Это – оранжевая аптечная бутылочка. Кто ее здесь оставил? И зачем? Герберт никогда не верил в чудеса. Ведь чуда не произошло, когда он потерял свою ферму, когда расставался с другими дорогими ему вещами! Но вот он читает надпись на бутылочке: «Кефлекс», и его представление о действительности меняется на диаметрально противоположное.
26) Келтон
Незнакомцы. Я сижу в машине с незнакомыми мне людьми. Жаки, таинственная и неуправляемая. Генри, который совсем не тот, за кого он себя выдает. Даже Алисса и Гарретт – большие вопросительные знаки. Похоже, я вообще никого из них толком не знаю. Но самый главный для меня незнакомец – это я сам. Конечно, я знаю собственное имя. Знаю, где я живу, то есть – жил, потому что неизвестно, живу ли я там теперь. У меня сохранились все мои воспоминания, но новые воспоминания, точнее – ОДНО новое воспоминание, озвученное выстрелом из дробовика, сделало все прежние пустыми и ничего не значащими.
Сегодня утром, перед самым рассветом, когда пришел момент выбора – драться или бежать, мое тело предпочло последнее. Когда ты выбираешь бегство, тебя подхватывает и несет некая сила; в случае драки сдаешься на милость более сильного, чем ты. Если бы Алисса меня не вырубила, я совершил бы убийство. Но теперь я, по крайней мере, уверен, что способен драться. И, зная это, я могу научиться держать под контролем эту свою способность.
Но теперь мною овладевают темные, разрушительные мысли. Как тогда, когда солдат направил на меня свою пушку, и часть меня вдруг захотела, чтобы он нажал на спуск и вынес мне мозги. Или когда я пожелал, чтобы Генри, не останавливаясь и не сворачивая с дороги, проехался бы по толпе людей. Хорошо бы, если бы что-нибудь взорвалось и все почувствовали, насколько глубоко шрапнель проникает под кожу. Я знаю – эти мысли ужасны. Но они циркулируют в моем мозгу, и кто я такой, чтобы их останавливать?
Но потом я начинаю слышать голос своей матери. Матери, которой, как я понимаю, уже нет в живых. И она говорит: «Все проходит. Даже самые тяжелые беды. И, когда это случается, они уже не выглядят такими тяжелыми».
А затем во мне начинает звучать голос отца. Более строгий и внушительный, взращенный опытом: «Все, что происходит, это урок жизни, Келтон. Учись у жизни. Совершенствуй себя.
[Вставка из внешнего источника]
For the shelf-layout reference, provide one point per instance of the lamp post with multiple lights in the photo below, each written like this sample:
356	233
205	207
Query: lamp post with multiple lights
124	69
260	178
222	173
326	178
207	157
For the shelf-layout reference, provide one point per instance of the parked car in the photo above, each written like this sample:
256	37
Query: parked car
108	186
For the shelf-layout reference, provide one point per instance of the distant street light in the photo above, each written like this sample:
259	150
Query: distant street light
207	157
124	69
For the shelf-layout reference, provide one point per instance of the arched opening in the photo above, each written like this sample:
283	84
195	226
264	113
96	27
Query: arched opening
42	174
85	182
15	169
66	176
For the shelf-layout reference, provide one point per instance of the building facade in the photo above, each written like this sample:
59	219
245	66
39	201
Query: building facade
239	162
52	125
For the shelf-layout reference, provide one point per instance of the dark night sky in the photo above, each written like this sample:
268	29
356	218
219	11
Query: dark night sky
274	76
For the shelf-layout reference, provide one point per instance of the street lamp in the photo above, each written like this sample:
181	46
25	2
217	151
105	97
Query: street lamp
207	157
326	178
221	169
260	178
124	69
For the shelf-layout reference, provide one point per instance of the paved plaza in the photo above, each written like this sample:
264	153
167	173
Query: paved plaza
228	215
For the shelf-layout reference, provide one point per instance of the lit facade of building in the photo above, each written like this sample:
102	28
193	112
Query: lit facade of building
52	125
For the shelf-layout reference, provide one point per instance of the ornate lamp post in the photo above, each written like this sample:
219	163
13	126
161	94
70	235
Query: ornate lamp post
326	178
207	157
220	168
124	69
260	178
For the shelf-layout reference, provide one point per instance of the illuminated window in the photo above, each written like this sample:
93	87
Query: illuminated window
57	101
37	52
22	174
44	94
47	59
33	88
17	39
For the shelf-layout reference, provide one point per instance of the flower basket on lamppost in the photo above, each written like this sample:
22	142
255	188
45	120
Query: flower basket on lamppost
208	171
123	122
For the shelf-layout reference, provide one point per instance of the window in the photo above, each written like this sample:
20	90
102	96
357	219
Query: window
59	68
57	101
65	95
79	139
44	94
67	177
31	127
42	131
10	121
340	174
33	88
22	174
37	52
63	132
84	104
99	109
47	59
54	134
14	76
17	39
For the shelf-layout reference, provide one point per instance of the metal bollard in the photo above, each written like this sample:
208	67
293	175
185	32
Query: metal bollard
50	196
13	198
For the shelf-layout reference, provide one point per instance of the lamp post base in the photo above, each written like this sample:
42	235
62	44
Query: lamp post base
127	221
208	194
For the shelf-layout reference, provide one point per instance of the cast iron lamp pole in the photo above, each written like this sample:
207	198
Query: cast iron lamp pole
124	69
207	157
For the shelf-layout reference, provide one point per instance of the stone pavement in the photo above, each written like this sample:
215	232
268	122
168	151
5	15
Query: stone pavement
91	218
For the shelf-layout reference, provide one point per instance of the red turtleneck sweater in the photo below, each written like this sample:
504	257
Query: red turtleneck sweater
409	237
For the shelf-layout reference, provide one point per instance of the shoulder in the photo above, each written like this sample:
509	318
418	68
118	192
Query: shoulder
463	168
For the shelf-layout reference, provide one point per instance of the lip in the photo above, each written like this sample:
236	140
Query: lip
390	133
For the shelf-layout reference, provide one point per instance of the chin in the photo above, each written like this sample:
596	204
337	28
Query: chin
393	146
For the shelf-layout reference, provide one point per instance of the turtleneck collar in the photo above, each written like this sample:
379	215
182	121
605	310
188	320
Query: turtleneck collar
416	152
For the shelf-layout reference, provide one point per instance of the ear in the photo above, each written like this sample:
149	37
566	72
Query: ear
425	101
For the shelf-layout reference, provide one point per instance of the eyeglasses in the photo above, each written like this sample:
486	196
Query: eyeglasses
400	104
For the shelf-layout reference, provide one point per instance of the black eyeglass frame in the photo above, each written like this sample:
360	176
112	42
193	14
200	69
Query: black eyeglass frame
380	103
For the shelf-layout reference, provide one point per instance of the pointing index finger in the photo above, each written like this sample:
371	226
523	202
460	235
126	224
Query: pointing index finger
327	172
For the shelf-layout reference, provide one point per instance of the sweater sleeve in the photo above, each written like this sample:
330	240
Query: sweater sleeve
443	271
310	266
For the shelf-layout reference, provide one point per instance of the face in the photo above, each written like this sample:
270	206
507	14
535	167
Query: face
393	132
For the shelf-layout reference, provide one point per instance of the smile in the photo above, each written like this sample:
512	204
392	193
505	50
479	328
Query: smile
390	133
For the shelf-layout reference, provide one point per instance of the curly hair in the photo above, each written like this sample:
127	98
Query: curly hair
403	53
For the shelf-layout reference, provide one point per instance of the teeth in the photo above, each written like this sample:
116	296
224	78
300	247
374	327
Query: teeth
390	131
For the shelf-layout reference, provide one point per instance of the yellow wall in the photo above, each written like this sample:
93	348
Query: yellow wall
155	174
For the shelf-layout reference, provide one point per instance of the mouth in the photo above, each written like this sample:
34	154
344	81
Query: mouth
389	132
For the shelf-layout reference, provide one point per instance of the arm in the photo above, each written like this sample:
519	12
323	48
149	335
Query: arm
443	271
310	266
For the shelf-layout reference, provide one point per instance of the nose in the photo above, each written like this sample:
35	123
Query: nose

Становись сильнее».
Лучшее, что можно сделать, чтобы воздать им должное, – это слушать их голоса. Но это так непросто! Так непросто!
– Ну, и как мы будем добираться до твоего убежища? – слышу я голос Генри. И понимаю, что передо мной стоит задача. Задача мужественно принять на себя последствия взрыва, защитить всех от летящей шрапнели. Конечно, какая-то часть меня хотела бы, чтобы все почувствовали боль, которую чувствую я. Но лучшая часть во мне побеждает. Она сильнее, чем удар шрапнели, вырвавшейся из дробовика. Мой брат убит. Но я жив. И сегодня я сделаю то, что должен сделать.